Driving is a great way to stave off fitness. But before we all get too fat to fit into cars, Toyota's whipped up a system that allows our cars to help us stay healthy.
One of Toyota's most recent published patents is all about putting health goals inside the vehicle. A user can input a predetermined health goal into the car, and it will suggest ways to meet that goal -- for example, parking farther away from a destination and completing the last leg on foot.
The system uses both a car and a smartphone. A person can use an app to set a health goal, and that goal can be checked against the car's navigation destination. If it's possible to alter the route slightly to suggest a method of meeting that health goal, provided it hasn't already been met, the car will offer up suggestions for doing so. Since it's just a suggestion, a user that's feeling particularly lazy has no obligation to actually complete that goal.

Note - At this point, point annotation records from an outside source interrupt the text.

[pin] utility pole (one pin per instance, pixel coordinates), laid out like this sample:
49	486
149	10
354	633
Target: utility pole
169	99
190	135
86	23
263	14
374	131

With all the attention being paid to Fitbits and other fitness-oriented wearables , this seems like a natural way to adapt that lifestyle angle into the car-ownership experience. Not everyone has the option of walking from home to work, but if an owner can fit in a bit of exercise along the way, it could save both time and effort at other points in the day.
Of course, there's no guarantee that this will ever reach production. Automakers apply for and receive patents all the time, even though there might be zero intent to actually put it in cars. It's simply insurance that prevents other automakers from stealing and implementing the idea first. In the future, should it seem like a good idea, Toyota could then make moves to actually put the system in its vehicles.